Alantra prépare la vente de Surexport, basée à Huelva, pour une valeur de 600 millions d'euros.
La société espagnole de capital-investissement Alantra Private Equity s'apprête à céder Surexport, l'un des principaux groupes européens spécialisés dans la production et la commercialisation de baies, pour une valeur qui pourrait dépasser 600 millions d'euros. L'opération pourrait débuter après l'été, une fois les travaux préparatoires entamés ces dernières semaines achevés, selon les informations publiées par Expansión.
Cette opération constituerait l'une des plus importantes opérations de rachat d'entreprise de ces dernières années dans le secteur agroalimentaire espagnol et impliquerait une société fondée à Huelva, devenue l'un des principaux acteurs européens du secteur... baies.
Fondée en 1994, Surexport a bâti au cours des trois dernières décennies un groupe présent à l'international et dédié à la production, à la commercialisation et à l'exportation de fraises, de framboises, myrtilles et de mûres. L'entreprise possède actuellement des zones de culture en Espagne, au Portugal, aux Pays-Bas, au Pérou et au Maroc et approvisionne les principales chaînes de distribution européennes, avec une orientation clairement tournée vers l'exportation : entre 75 % et 80 % de son chiffre d'affaires provient des marchés internationaux.

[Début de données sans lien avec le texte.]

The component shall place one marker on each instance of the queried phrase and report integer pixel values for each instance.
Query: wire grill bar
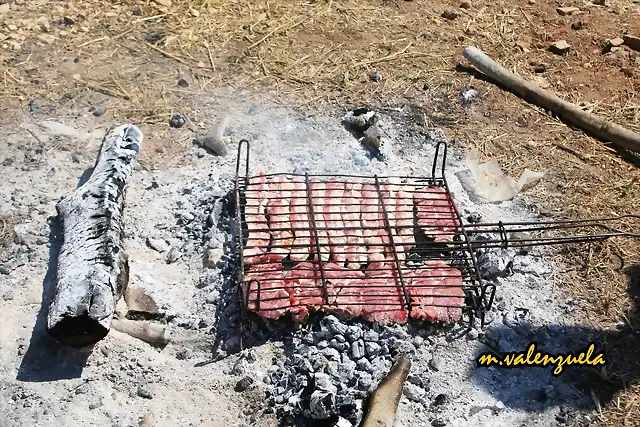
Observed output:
(378, 267)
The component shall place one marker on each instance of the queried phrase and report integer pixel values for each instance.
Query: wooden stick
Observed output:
(384, 400)
(590, 123)
(151, 333)
(93, 268)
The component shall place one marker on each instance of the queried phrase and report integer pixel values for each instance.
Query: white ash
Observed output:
(457, 393)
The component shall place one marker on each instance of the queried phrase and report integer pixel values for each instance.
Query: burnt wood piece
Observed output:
(93, 268)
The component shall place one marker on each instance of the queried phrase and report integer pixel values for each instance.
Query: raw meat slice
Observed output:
(255, 219)
(300, 223)
(278, 209)
(373, 231)
(435, 213)
(318, 199)
(355, 252)
(333, 218)
(436, 293)
(271, 297)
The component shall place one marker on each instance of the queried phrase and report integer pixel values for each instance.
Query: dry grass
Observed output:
(130, 54)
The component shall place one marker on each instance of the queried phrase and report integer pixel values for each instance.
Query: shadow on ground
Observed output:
(536, 389)
(45, 359)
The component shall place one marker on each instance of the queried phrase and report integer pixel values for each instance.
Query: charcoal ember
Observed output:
(347, 370)
(519, 320)
(372, 348)
(334, 325)
(364, 365)
(495, 262)
(353, 333)
(339, 346)
(371, 335)
(331, 354)
(381, 367)
(358, 350)
(321, 405)
(318, 362)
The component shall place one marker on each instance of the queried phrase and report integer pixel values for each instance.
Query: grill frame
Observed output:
(479, 296)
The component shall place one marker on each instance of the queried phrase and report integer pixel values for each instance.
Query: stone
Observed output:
(185, 353)
(212, 257)
(436, 363)
(615, 42)
(173, 255)
(413, 392)
(632, 41)
(144, 392)
(177, 121)
(243, 384)
(560, 47)
(578, 25)
(158, 245)
(139, 300)
(566, 11)
(98, 111)
(450, 14)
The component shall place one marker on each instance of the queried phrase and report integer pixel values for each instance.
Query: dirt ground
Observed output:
(128, 58)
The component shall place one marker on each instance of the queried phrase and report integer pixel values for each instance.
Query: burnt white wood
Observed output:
(93, 268)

Alantra étudie différentes options stratégiques concernant sa participation, y compris une cession d'actifs, tout en prévoyant que la famille fondatrice conserve sa participation et la direction de l'entreprise. Andrés Morales, fondateur et PDG depuis la création de la société, continuera d'en assurer la direction dans cette nouvelle phase.
Six années de croissance
Cette vente potentielle intervient après une période d'expansion intense, impulsée par l'investissement d'Alantra dans Surexport en 2020. Durant cette période, l'entreprise a pratiquement doublé de taille, atteignant un chiffre d'affaires de près de 400 millions d'euros, contre environ la moitié de ce chiffre au moment de la transaction.
Cette croissance s'est accompagnée d'investissements importants. Au cours des six dernières années, Surexport a consacré environ 200 millions d'euros à son développement, tant par croissance organique que par quatre acquisitions en Espagne, au Maroc et aux Pays-Bas, renforçant ainsi sa position internationale.
L'entreprise possède également un portefeuille de clients très diversifié. En Espagne, Mercadona est son principal client, même si ce dernier ne représente qu'environ 15 % du chiffre d'affaires mondial du groupe, ce qui témoigne de l'importance du commerce international dans ses activités.
Un refinancement pour amorcer une nouvelle phase
Cette opération potentielle intervient peu après le refinancement d'une dette d'environ 250 millions d'euros, une mesure visant à allonger les échéances et à améliorer la situation financière de l'entreprise. Elle comprend un prêt de 150 millions d'euros destiné à financer de nouveaux investissements qui accéléreront la croissance du groupe dans les années à venir.
Alantra a confié à ING le conseil financier nécessaire pour mener à bien ce refinancement, et l'entité néerlandaise devrait également coordonner le processus de vente final.
Le rapport indique que la documentation nécessaire au lancement de l'opération est pratiquement complète et que le processus s'adresserait principalement à des investisseurs disposant d'un profil financier solide. Parmi les options envisagées par Alantra figure la possibilité de réinvestir dans Surexport via un fonds de continuation, une stratégie que le gestionnaire d'actifs a déjà utilisée cette année pour prolonger son investissement dans la société de diagnostic génétique Health in Code.
Une valorisation supérieure à 600 millions
La valorisation de l'opération dépasse 600 millions d'euros, un chiffre étayé par l'évolution enregistrée par l'entreprise ces dernières années et par des prévisions qui situent le bénéfice brut d'exploitation (EBITDA) de l'exercice fiscal en cours — qui se terminera le 31 août — dans une fourchette comprise entre 50 et 60 millions d'euros.
Si elle finit par être commercialisée dans les conditions susmentionnées, Surexport sera confrontée à la plus grande opération d'entreprise de son histoire et à l'une des plus importantes jamais entreprises par une société liée au secteur des fruits rouges en Espagne.